Recent research to download
CLO Case Study Autumn 2020
Autumn 2020 CRT Report

Upcoming events
SCI's 2nd Annual Middle Market CLO Seminar
21 January 2021, Virtual Event
SCI's 5th Annual Risk Transfer & Synthetics Seminar
March 2021, Virtual Event
SCI's 3rd Annual NPL Securitisation Seminar
May 2021, Virtual Event

Collections conundrum
Italian NPL ABS amortisation eyed

The number of Italian non-performing loan securitisations with lagging collections is set to rise to 17 by 1Q21, Scope predicts. If the slowdown continues, the average time for deals to amortise will exceed 10 years, according to the agency's NPL Dynamic Coverage Index.

The index is based on the median of the net yearly proceeds by outstanding liabilities and measures the average number of years needed for transactions to amortise if the pace of collections remains unchanged. Scope's NPL Performance Index tracks the ratio between aggregated cumulative net proceeds and original cumulative business plan net forecasts.

"We expect both indices will continue to deteriorate in the short term, based on our projection of the slowdown in the pace of collections resulting from the coronavirus pandemic and the recent Italian lock-down," says Paula Lichtensztein, senior representative in the structured finance team of Scope. "Consequently, the Scope NPL Performance Index is likely to fall below 100, while the projected average number of years needed for transactions to amortise will exceed 10 years."

Scope examined the performance of 25 NPL ABS, with an aggregated gross book value of €73bn. The agency expects that by the next quarter, an expected average underperformance of 27% in terms of gross collections versus original business plans will be seen across the sector.
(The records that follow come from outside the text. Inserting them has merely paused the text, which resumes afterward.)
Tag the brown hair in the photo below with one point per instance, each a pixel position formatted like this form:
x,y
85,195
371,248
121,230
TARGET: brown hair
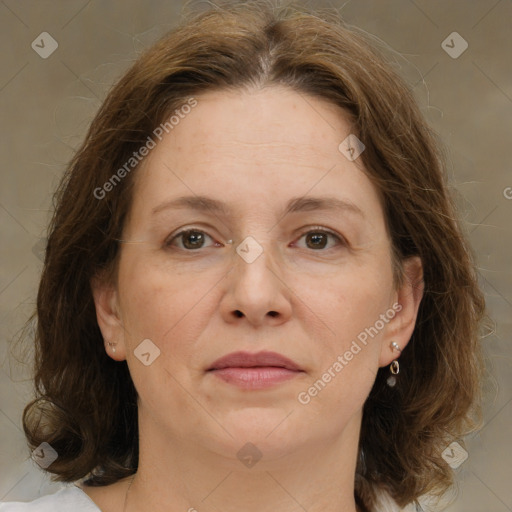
x,y
86,403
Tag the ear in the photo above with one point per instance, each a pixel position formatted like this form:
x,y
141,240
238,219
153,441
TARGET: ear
x,y
108,316
407,302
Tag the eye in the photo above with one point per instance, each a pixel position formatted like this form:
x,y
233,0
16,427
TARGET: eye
x,y
318,238
191,239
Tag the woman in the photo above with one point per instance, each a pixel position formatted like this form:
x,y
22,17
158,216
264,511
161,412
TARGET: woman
x,y
256,294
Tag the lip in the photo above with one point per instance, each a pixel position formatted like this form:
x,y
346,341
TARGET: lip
x,y
255,371
248,360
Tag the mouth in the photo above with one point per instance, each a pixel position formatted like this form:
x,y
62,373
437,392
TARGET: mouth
x,y
255,371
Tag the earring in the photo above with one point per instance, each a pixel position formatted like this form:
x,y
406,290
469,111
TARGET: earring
x,y
394,367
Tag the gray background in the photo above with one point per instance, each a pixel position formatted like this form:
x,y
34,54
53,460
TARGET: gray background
x,y
47,104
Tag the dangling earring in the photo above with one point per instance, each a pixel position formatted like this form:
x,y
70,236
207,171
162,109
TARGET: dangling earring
x,y
394,367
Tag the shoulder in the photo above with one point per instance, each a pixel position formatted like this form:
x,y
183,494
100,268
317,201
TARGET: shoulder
x,y
67,498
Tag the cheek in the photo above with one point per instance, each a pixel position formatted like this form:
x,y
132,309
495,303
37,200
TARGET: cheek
x,y
156,302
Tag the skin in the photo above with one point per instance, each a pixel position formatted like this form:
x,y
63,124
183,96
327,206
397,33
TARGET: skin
x,y
253,150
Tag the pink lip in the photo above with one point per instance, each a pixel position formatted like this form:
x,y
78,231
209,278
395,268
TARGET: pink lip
x,y
254,371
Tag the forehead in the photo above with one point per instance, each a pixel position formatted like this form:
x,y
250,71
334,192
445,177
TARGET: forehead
x,y
257,148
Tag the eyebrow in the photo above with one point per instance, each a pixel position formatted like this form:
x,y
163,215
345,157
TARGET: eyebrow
x,y
296,204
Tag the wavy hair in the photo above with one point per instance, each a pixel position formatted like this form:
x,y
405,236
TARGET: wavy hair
x,y
86,404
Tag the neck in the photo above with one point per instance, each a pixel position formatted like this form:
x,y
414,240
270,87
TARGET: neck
x,y
317,475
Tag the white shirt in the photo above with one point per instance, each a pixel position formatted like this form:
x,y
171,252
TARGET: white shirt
x,y
74,499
As at end-September, underperformance was seen in 14 of the 25 transactions, in terms of gross collections, and 12 of the 25 in terms of net collections. Subordination and/or underperformance events have been reported by nine out of 25 transactions.

Various factors drive underperformance, including initial servicing onboarding processes causing delays for servicers' activities, the slow-down in judicial proceedings this year, a deterioration in borrower affordability and liquidity conditions and real estate depreciation.

Out of 24 transactions, 22 are overperforming. Scope notes that overperformance has been driven by factors such as collections from cash-in-court positions and servicers reaching extra-judicial agreements, which leads to a frontloading of collections.

Given the risks brought about by lockdown measures, attention has turned to recovery strategies. Scope has identified judicial proceedings as the main recovery strategy, accounting for on average 49% of transaction collections. Discounted-pay-offs with 23% of transaction collections and note sales with 8% of transaction collections have also been seen.